第4章 女神、銭湯へ行く
現在、松野家は一家勢揃いして座っていた。
松野家両親が、名前を決めたとの事で発表をされたのだ。
ご都合により、(たぶん)松は入ってない名前。
新たに、鈴、椎という名前を貰った双子神。
さぁ、名前も決まったとこだし風呂行くかーって雰囲気の時だった。
おそ松「そうだ、双子。特に、ヴィクトワール……、じゃなくて鈴」
「――はい?」
おそ松「兄弟になるんだし、敬語禁止。飛行も禁止。後、カラ松のことはちゃんと名前で呼べよ」
「――でも、マスターはマスターですから」
椎「人間にはわからないんだろうけど、そういった上下関係は厳しいんだよ、神様って。上の命令無しじゃ、そういった命令は聞けないワケさ」
カラ松「そんな、難しく考えないでくれ。まぁ、兄さんの意見に従ってくれたほうが助かる」
「はい、マスター」
おそ松は、どうも納得出来ない表情で首をひねる。
「仕事をするって、そういう事なの。
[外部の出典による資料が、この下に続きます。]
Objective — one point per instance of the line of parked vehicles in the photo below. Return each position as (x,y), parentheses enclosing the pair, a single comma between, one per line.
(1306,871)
日常生活でも、絶対に崩せないルールってものがあるのよ、兄さん」
これでいいんでしょ、と言わんばかりに溜息をつく鈴を見て、おそ松も「まぁいいか」と苦笑する。
思ってみれば、まだ出会ってすぐの頃。
そんな時期に、距離を縮めようと思っても無駄だ。
おそ松「まぁいいや。風呂行こうぜ、風呂」
そうして、一行は無事銭湯へ出掛けたのだが……。
それは、歩いて数分後の事。
道端にある、トラップといえば……。
椎「カラ松!!」
鈴「なんだ、葡萄ないや」
道端にある自販機トラップの前で、椎がカラ松の服を必死に掴んでいた。
おそ松「駄目。風呂が先」
トド松「一本くらい買ってあげれば?」
カラ松「さっき買ったばかりなんだ」
一松「あー、あれそういう理由で買ってきたんだ」
椎「一本だけ、一本だけでいいから!!」
自販機の前で駄々をこね始めた椎だが、鈴は興味無さそうだ。
鈴「チッ、しけた自販機ね」
チョロ松「いやいや、お願いだから女の子が舌打ちとか止めて!?」
葡萄味のジュースのない自販機を見て、鈴は恨めしそうに見つめている。
おそ松「風呂あがりに買ってやっから」
その一言で、一行は無事銭湯へと移動した。